Why a Log Transformation?

Some relationship are multiplicative (not linear)

Example: Area of a circle

\[ \begin{aligned} A &= \pi r^2 \text{ (not linear)}\\ \log(A) &= \log(\pi r^2) = \log(\pi) + 2\log(r)\\ \log(A) &= \beta_0 + \beta_1\times \log(r)\\ \implies & \log(A) \text{ is a linear function of } \log(r) \end{aligned} \]

Look for:

  • Increasing variability in scatterplot
  • Strongly right-skewed residual distributions
  • Complete Exercise 4

Fixing non-linearity

  • Many departures from linearity can be solved with power transformations (e.g. \(X^{power}\))

    • For technical reasons, \(power = 0\) corresponds to \(\log\)
  • Concave down pattern \(\Rightarrow\) transform down (i.e. \(power < 1\))

    • \(\log\) is typically a good first choice
  • Concave up pattern \(\Rightarrow\) transform up (i.e. \(power > 1\))

  • Complete Exercises 5-7.

Back to house_sales

Code
p1 <- gf_point(price ~ sqft_living, data = house_prices,
         alpha = 0.25, size = 0.01) |> 
  gf_smooth(method = "lm", color = "red") |> 
  gf_labs(x = "Square Footage", 
       y = "Sale Price")  |> 
  gf_refine(scale_y_continuous(labels = label_dollar()),
  scale_x_continuous(labels = label_number()))

p2 <- gf_point(log(price) ~ sqft_living, data = house_prices,
         alpha = 0.25, size = 0.01) |> 
  gf_smooth(method = "lm", color = "red") |> 
  gf_labs(x = "Square Footage", 
       y = "log(Sale Price)")  |> 
  gf_refine(scale_y_continuous(labels = label_dollar()),
  scale_x_continuous(labels = label_number()))
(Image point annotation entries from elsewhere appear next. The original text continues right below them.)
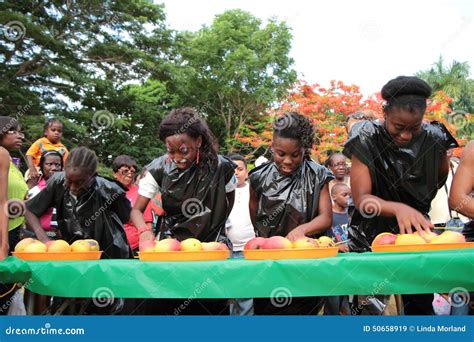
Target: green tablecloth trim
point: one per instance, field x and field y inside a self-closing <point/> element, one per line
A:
<point x="14" y="270"/>
<point x="367" y="273"/>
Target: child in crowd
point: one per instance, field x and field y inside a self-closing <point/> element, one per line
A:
<point x="337" y="163"/>
<point x="239" y="227"/>
<point x="125" y="169"/>
<point x="50" y="162"/>
<point x="289" y="197"/>
<point x="51" y="141"/>
<point x="340" y="194"/>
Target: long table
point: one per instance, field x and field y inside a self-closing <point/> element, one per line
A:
<point x="350" y="273"/>
<point x="13" y="270"/>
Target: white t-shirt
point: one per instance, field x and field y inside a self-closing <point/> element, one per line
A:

p3 <- gf_point(price ~ log(sqft_living), data = house_prices,
         alpha = 0.25, size = 0.01) |> 
  gf_smooth(method = "lm", color = "red") |> 
  gf_labs(x = "log(Square Footage)", 
       y = "Sale Price")  |> 
  gf_refine(scale_y_continuous(labels = label_dollar()),
  scale_x_continuous(labels = label_number()))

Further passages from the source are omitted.